Simone et Raoul

Simone et Raoul
Avant eux, le couple n'existait pas. (photo Marc Montezin)

samedi 15 janvier 2011

Nous ne vieillirons pas ensemble


Steve :

- Qu'est-ce que tu prends Simone ?

- Un Martini

Le patron du bar, à sa femme :

- Tiens, comme le français tout à l'heure ! C'est marrant ça, pas un Martini vendu depuis trois semaines, et là, deux coup sur coup, et à deux français ! J'ai toujours été fasciné par la loi des séries...

- Oh oui, il était drôle ce Raoul avec son histoire de chevalier moderne...

Simone :

- Pardon ??? Il était comment ce Raoul ?

- Un très bel homme, il nous a raconté qu'il était venu chercher sa femme, qu'il avait voyagé autour de la lune pour la séduire et qu'il voyageait autour de la terre pour la reconquérir. Je ne sais pas qui est cette femme, mais elle doit avoir quelque chose pour avoir un homme pareil à ses trousses...

A ces mots, Simone tomba de son tabouret. Steve se précipita à son secours et l'invita à se relever. Pendant leur lente remontée, dans leurs yeux, ils se disaient tout, ils savaient. Chacun savait où était la vie de l'autre, le coeur de l'autre, le choix de l'autre. Chacun savait aussi que la flamme qui palpitait en eux était née de plusieurs braises.

Steve :

- Vas-y... Cours le rejoindre.

- Merci

- Si j'écris mes mémoires un jour, il y aura un long paragraphe intitulé "La fille sur le pont"...

- Nous ne vieillirons pas ensemble Steve, mais j'ai adoré ces quelques rides que tu as fait naître en si peu de temps, et qui me marqueront à jamais, du sceau de l'insouciance, aimante et légère, de la complicité, profonde et évidente. Je vais retrouver mon soleil, j'ai adoré notre éclipse...

- C'est drôle... Notre histoire a commencé en mousse, dans ce bain que tu as fait de jouvence, et elle se termine en mousse... enfin surtout pour moi...

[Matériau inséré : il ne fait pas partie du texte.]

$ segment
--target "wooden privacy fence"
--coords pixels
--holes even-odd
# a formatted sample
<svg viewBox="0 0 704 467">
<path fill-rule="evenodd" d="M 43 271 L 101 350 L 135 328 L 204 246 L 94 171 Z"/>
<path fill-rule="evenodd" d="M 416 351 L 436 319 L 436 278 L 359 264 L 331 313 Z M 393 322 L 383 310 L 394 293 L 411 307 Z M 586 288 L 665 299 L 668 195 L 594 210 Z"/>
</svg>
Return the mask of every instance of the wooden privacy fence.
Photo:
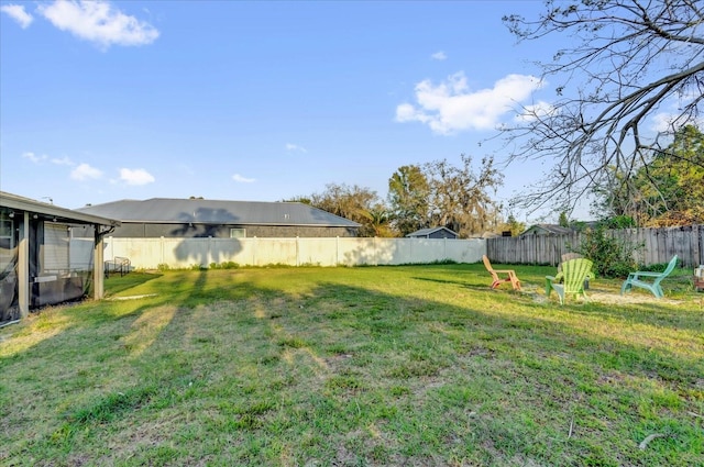
<svg viewBox="0 0 704 467">
<path fill-rule="evenodd" d="M 641 265 L 669 263 L 678 255 L 684 267 L 704 264 L 704 225 L 661 229 L 623 229 L 607 235 L 630 242 Z M 486 254 L 492 263 L 538 264 L 557 266 L 564 253 L 579 249 L 583 233 L 525 235 L 488 238 Z"/>
</svg>

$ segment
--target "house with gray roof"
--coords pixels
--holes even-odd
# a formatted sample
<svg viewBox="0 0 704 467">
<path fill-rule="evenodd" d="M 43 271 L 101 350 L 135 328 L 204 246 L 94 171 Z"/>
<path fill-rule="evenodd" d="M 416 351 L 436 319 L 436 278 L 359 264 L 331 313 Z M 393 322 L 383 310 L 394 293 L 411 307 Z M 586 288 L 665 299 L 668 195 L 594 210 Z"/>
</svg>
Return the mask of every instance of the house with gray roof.
<svg viewBox="0 0 704 467">
<path fill-rule="evenodd" d="M 300 202 L 121 200 L 78 212 L 117 219 L 114 237 L 354 237 L 360 224 Z"/>
<path fill-rule="evenodd" d="M 119 226 L 114 219 L 0 191 L 0 325 L 91 291 L 102 298 L 102 240 Z"/>
</svg>

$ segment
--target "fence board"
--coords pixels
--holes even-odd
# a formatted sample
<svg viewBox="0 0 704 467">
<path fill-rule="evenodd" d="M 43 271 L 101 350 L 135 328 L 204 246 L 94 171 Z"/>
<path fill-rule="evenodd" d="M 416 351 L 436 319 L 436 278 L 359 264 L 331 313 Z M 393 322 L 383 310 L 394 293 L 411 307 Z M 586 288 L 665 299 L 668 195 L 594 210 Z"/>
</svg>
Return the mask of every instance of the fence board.
<svg viewBox="0 0 704 467">
<path fill-rule="evenodd" d="M 669 263 L 673 255 L 680 257 L 684 267 L 704 264 L 704 225 L 623 229 L 606 233 L 632 242 L 636 259 L 646 266 Z M 486 251 L 492 263 L 557 266 L 564 253 L 579 249 L 584 237 L 582 233 L 496 237 L 487 240 Z"/>
</svg>

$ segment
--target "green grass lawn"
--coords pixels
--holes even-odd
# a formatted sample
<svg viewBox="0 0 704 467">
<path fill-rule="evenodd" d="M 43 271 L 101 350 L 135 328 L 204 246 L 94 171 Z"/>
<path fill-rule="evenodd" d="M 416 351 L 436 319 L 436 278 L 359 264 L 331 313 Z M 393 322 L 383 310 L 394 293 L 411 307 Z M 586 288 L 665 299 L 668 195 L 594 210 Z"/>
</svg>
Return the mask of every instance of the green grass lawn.
<svg viewBox="0 0 704 467">
<path fill-rule="evenodd" d="M 513 268 L 110 278 L 0 330 L 0 465 L 704 466 L 689 276 L 559 305 Z"/>
</svg>

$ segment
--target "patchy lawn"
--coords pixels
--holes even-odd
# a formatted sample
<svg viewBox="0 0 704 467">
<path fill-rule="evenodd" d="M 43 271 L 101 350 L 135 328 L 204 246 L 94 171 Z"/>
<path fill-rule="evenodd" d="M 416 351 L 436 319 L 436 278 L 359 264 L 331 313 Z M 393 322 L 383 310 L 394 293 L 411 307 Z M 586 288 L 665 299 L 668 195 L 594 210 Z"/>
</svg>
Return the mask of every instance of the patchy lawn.
<svg viewBox="0 0 704 467">
<path fill-rule="evenodd" d="M 704 465 L 691 278 L 560 305 L 512 268 L 110 278 L 0 330 L 0 465 Z"/>
</svg>

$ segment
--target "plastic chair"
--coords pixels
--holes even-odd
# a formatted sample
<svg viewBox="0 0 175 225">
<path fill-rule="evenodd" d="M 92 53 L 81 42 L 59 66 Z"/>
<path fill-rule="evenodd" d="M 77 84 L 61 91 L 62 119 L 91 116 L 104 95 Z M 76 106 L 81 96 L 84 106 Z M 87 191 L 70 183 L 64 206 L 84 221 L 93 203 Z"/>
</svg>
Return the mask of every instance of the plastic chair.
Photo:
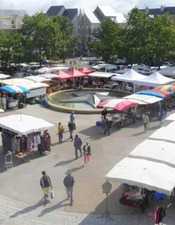
<svg viewBox="0 0 175 225">
<path fill-rule="evenodd" d="M 12 167 L 13 167 L 12 153 L 8 151 L 8 153 L 5 155 L 5 168 L 8 170 L 9 168 Z"/>
</svg>

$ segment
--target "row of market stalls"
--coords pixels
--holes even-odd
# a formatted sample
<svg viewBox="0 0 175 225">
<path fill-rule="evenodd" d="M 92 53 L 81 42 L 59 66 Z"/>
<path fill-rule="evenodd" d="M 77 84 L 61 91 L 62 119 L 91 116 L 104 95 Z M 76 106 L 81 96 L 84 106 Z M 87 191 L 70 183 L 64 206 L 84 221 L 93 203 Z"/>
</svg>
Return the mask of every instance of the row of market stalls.
<svg viewBox="0 0 175 225">
<path fill-rule="evenodd" d="M 166 120 L 171 123 L 155 131 L 148 139 L 136 146 L 128 157 L 117 163 L 106 174 L 107 181 L 146 189 L 147 193 L 156 194 L 157 199 L 174 196 L 175 114 L 168 116 Z M 123 205 L 140 207 L 146 196 L 137 194 L 134 195 L 133 189 L 130 189 L 127 193 L 123 193 L 119 201 Z"/>
<path fill-rule="evenodd" d="M 54 125 L 46 120 L 25 114 L 0 118 L 3 152 L 26 156 L 33 151 L 50 151 L 48 133 Z"/>
<path fill-rule="evenodd" d="M 174 82 L 173 79 L 167 78 L 161 75 L 159 72 L 154 72 L 150 76 L 144 76 L 142 74 L 137 73 L 134 70 L 129 70 L 123 75 L 116 75 L 111 78 L 113 81 L 123 81 L 133 84 L 133 92 L 136 92 L 136 85 L 143 87 L 158 87 L 160 85 L 171 84 Z"/>
</svg>

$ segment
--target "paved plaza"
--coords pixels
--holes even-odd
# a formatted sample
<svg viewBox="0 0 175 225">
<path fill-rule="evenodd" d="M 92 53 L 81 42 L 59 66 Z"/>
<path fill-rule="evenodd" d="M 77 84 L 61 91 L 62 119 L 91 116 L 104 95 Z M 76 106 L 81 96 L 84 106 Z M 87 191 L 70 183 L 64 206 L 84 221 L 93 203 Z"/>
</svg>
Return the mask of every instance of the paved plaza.
<svg viewBox="0 0 175 225">
<path fill-rule="evenodd" d="M 52 138 L 51 153 L 46 156 L 31 155 L 23 162 L 14 159 L 14 167 L 4 171 L 4 155 L 0 160 L 0 225 L 150 225 L 153 224 L 150 207 L 141 214 L 119 204 L 123 192 L 120 183 L 112 183 L 109 196 L 109 211 L 112 220 L 101 215 L 105 211 L 105 195 L 102 184 L 105 175 L 121 159 L 126 157 L 135 146 L 149 137 L 159 128 L 157 121 L 152 121 L 149 130 L 144 133 L 141 121 L 122 129 L 111 129 L 110 136 L 104 136 L 96 121 L 100 115 L 75 115 L 78 134 L 83 143 L 88 141 L 92 148 L 90 162 L 83 166 L 83 158 L 74 160 L 73 142 L 69 139 L 67 124 L 69 114 L 44 108 L 40 105 L 28 105 L 27 108 L 2 113 L 0 117 L 25 113 L 45 119 L 55 128 L 50 130 Z M 63 143 L 58 143 L 57 124 L 65 127 Z M 13 123 L 13 121 L 12 121 Z M 168 122 L 164 123 L 166 126 Z M 24 124 L 25 126 L 25 124 Z M 1 142 L 1 141 L 0 141 Z M 2 144 L 0 144 L 2 146 Z M 55 198 L 45 206 L 43 193 L 39 185 L 41 171 L 45 170 L 51 177 Z M 63 179 L 67 170 L 75 178 L 74 204 L 69 205 Z M 164 224 L 175 224 L 175 205 L 167 209 Z"/>
</svg>

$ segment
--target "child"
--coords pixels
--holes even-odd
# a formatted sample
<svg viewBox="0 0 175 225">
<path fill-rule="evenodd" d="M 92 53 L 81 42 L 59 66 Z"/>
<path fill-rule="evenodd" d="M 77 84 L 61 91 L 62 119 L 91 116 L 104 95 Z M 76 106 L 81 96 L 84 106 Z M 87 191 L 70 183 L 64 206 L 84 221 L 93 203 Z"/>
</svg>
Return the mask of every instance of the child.
<svg viewBox="0 0 175 225">
<path fill-rule="evenodd" d="M 63 126 L 61 125 L 61 123 L 58 123 L 58 138 L 59 138 L 59 142 L 62 142 L 63 132 L 64 132 Z"/>
<path fill-rule="evenodd" d="M 83 153 L 84 153 L 84 165 L 89 162 L 89 156 L 91 155 L 91 147 L 88 142 L 83 147 Z"/>
</svg>

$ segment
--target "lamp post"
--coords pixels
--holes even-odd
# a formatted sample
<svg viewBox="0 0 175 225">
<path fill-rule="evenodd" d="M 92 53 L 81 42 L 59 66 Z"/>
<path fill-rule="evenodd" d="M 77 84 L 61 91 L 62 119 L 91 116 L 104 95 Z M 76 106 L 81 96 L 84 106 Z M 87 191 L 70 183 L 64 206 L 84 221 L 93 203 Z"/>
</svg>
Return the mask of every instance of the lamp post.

- J'avoue que retrouver le célèbre "king of cool" en uniforme de marin après avoir plongé pour la première fois ensemble, dans une baignoire , c'était le pompon !

Ils souriaient comme des enfants de ces brèves de comptoir, pour ne pas penser comme des adultes, qui cicatrisent toujours moins vite. Cette histoire était comme suspendue dans le temps, personne ne pouvait dire si elle avait vraiment existé, si elle n'était que profondément cérébrale ou superficiellement charnelle, ou l'inverse.

Seules quelques rides heureuses avaient creusé l'empreinte d'une parenthèse absolument idéale. De celles qui sont indispensables pour donner tout son sens à un coeur qui ne saurait mentir.